Ann walked with him to the gate, and as she closed it after him she held out her hand. It was quivering. "You are a good boy, Luke," she said, "but you don't know one hundredth part of what they've said and done since you left. I never wrote you."

"I don't care what they've done or said out of their shallow heads and cramped lives," King laughed—"they won't be able to affect your greater existence. You'll slay it all, Aunt Ann, with forgiveness—yes, and pity. You'll see the day you'll pity them rather than hate them."

"I don't believe it, Luke," Ann said, her lips set firmly, and she turned back into the house. Standing in the doorway, she watched him trudge along the road, carrying his valise easily in his hand and swinging it lightly to and fro.

"What a funny idea!" she mused. "Me forgive Jane Hemingway! The boy talks that way because he's young and full of dreams, and don't know any better. If he was going through what I am he'd hate the whole world and every living thing in it."

She saw him pause, turn, and put his valise down on the side of the road. He was coming back, and she went to meet him at the gate. He came up with a smile.

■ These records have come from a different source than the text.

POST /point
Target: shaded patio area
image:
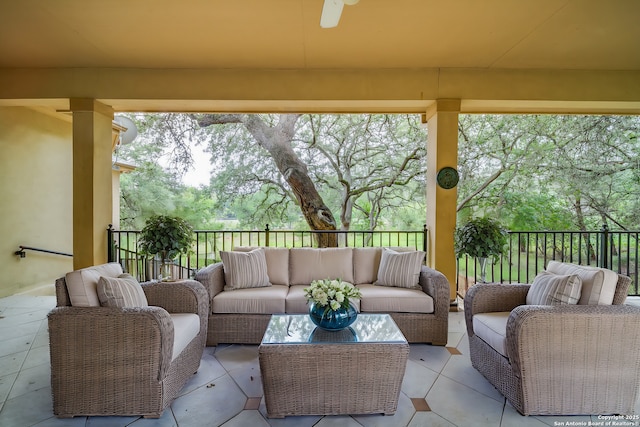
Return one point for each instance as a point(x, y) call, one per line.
point(440, 387)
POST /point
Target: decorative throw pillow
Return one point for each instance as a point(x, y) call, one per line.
point(400, 269)
point(122, 291)
point(244, 270)
point(598, 284)
point(551, 289)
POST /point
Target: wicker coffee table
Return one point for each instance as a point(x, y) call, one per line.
point(309, 371)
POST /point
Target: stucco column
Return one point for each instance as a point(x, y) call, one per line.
point(442, 150)
point(92, 202)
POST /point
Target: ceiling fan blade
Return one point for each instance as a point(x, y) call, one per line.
point(331, 12)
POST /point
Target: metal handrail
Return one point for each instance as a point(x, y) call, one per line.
point(22, 254)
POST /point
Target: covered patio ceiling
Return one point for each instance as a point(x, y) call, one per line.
point(257, 55)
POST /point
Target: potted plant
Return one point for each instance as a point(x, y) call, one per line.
point(481, 238)
point(168, 237)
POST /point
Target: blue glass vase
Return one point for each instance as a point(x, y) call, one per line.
point(332, 320)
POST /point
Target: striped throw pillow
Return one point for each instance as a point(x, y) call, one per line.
point(123, 291)
point(554, 289)
point(400, 269)
point(243, 270)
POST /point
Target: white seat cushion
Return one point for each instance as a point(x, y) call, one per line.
point(186, 327)
point(598, 284)
point(383, 299)
point(492, 329)
point(268, 300)
point(82, 284)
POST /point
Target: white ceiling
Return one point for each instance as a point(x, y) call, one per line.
point(286, 34)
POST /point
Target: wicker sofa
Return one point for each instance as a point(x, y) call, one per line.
point(556, 359)
point(123, 361)
point(241, 316)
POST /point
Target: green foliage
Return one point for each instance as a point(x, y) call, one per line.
point(481, 238)
point(166, 235)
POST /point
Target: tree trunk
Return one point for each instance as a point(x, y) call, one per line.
point(277, 141)
point(591, 253)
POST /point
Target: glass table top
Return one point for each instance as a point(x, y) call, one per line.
point(299, 329)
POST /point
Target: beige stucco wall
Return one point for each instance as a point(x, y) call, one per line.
point(35, 198)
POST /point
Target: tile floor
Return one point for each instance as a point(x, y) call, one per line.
point(440, 387)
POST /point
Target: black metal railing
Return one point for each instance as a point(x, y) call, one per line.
point(22, 251)
point(529, 252)
point(123, 247)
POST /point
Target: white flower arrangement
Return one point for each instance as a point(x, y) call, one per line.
point(331, 294)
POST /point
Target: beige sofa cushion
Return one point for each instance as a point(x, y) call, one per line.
point(598, 284)
point(277, 263)
point(554, 289)
point(268, 300)
point(244, 269)
point(308, 264)
point(297, 303)
point(366, 262)
point(122, 291)
point(382, 299)
point(492, 329)
point(400, 269)
point(82, 284)
point(186, 327)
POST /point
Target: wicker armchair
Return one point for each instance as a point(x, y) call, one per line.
point(562, 360)
point(118, 361)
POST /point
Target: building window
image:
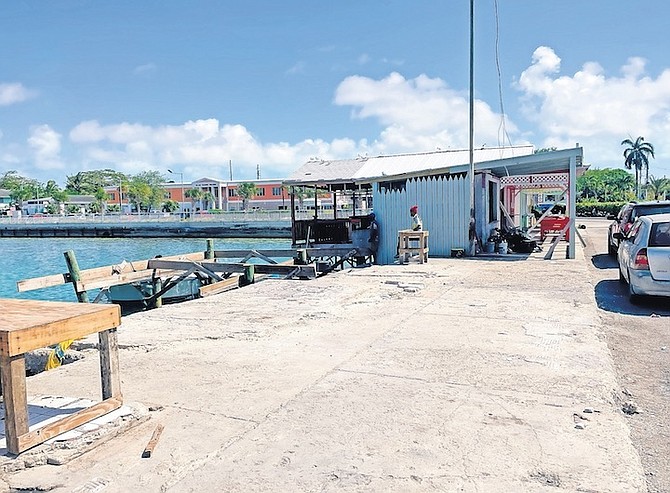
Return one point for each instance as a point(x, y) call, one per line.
point(493, 202)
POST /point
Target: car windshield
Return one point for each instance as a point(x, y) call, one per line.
point(650, 210)
point(660, 234)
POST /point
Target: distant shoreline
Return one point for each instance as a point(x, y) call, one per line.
point(150, 229)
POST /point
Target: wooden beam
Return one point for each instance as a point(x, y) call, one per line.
point(55, 321)
point(13, 371)
point(68, 423)
point(95, 278)
point(42, 282)
point(161, 263)
point(109, 364)
point(221, 286)
point(148, 450)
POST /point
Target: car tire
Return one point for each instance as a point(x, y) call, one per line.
point(611, 249)
point(632, 297)
point(622, 278)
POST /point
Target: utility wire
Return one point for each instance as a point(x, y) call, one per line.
point(502, 129)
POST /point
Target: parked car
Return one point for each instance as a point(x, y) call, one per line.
point(627, 216)
point(644, 256)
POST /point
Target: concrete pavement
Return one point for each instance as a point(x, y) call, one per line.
point(456, 375)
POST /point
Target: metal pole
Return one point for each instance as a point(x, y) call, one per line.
point(472, 230)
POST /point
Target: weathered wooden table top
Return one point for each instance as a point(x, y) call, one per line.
point(26, 325)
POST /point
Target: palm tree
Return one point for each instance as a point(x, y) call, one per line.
point(658, 187)
point(637, 154)
point(246, 191)
point(208, 198)
point(196, 195)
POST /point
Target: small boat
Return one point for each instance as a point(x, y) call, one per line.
point(139, 294)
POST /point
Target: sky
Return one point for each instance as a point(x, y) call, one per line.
point(203, 87)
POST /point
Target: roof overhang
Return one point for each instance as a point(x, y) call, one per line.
point(543, 162)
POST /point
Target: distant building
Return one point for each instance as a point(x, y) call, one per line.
point(5, 200)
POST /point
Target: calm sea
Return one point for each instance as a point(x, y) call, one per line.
point(24, 258)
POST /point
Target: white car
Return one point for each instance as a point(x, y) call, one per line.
point(644, 256)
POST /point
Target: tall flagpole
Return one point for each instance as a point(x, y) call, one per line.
point(472, 234)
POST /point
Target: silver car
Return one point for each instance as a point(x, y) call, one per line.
point(644, 257)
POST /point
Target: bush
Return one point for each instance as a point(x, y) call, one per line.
point(598, 209)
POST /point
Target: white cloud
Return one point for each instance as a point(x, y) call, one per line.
point(46, 146)
point(595, 109)
point(197, 146)
point(147, 68)
point(12, 93)
point(297, 68)
point(364, 59)
point(418, 114)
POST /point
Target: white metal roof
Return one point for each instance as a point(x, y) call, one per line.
point(363, 168)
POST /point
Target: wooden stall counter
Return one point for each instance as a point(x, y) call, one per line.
point(412, 243)
point(26, 325)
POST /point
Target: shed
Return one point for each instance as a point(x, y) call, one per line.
point(438, 182)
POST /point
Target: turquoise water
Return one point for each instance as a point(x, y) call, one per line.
point(25, 258)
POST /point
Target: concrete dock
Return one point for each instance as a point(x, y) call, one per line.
point(455, 375)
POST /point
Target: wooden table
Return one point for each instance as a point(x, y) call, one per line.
point(26, 325)
point(413, 243)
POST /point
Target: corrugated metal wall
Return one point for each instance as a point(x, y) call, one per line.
point(444, 207)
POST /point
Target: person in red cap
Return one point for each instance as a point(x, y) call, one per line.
point(416, 219)
point(417, 225)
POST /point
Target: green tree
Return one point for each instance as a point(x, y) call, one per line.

"The thought's just struck me," he said, "that you'd be the best adviser in the world as to what I ought to invest my ten thousand in. You never have made a mistake in money matters that I ever heard of, Aunt Ann; but maybe you'd rather not talk about my affairs."

"I don't know why," she said, as she leaned over the gate. "I'll bet that money of yours will worry me some, for young folks these days have no caution in such matters. Ten thousand dollars—why, that is exactly the price—" She paused, her face full of sudden excitement.

"The price of what, Aunt Ann?" he asked, wonderingly.

"Why, the price of the Dickerson farm. It's up for sale. Jerry Dickerson has been wanting to leave here for the last three years, and every year he's been putting a lower and lower price on his big farm and comfortable house and every improvement. His brother's gone in the wholesale grocery business in Chattanooga, and he wants to join him. The property is worth double the money. I wouldn't like to advise you, Luke, but I'd rather see your money in that place than anything else. It would be a guarantee of an income to you as long as you lived."

"I know the place, and it's a beauty," King said, "and I'll run over there and look at it to-morrow, and if it's still to be had I may rake it in. Think of me owning one of the best plantations in the valley—me, Aunt Ann, your barefoot, adopted son."

Ann's head was hanging low as she walked back to the cottage door.

"'Adopted son,'" she repeated, tenderly. "As God is my Judge, I—I believe he's the only creature alive on this broad earth that I love. Yes, I love that boy. What strange, sweet ideas he has picked up! Well, I hope he'll always be able to keep them. I had plenty of them away back at his age. My unsullied faith in mankind was the tool that dug the grave of my happiness. Poor, blind boy! he may be on the same road. He may see the day that all he believes in now will crumble into bitter powder at his touch. I wonder if God can really be all-powerful. It seems strange that what is said to be the highest good in this life is doing exactly what He, Himself, has failed to do—to keep His own creatures from suffering. That really is odd."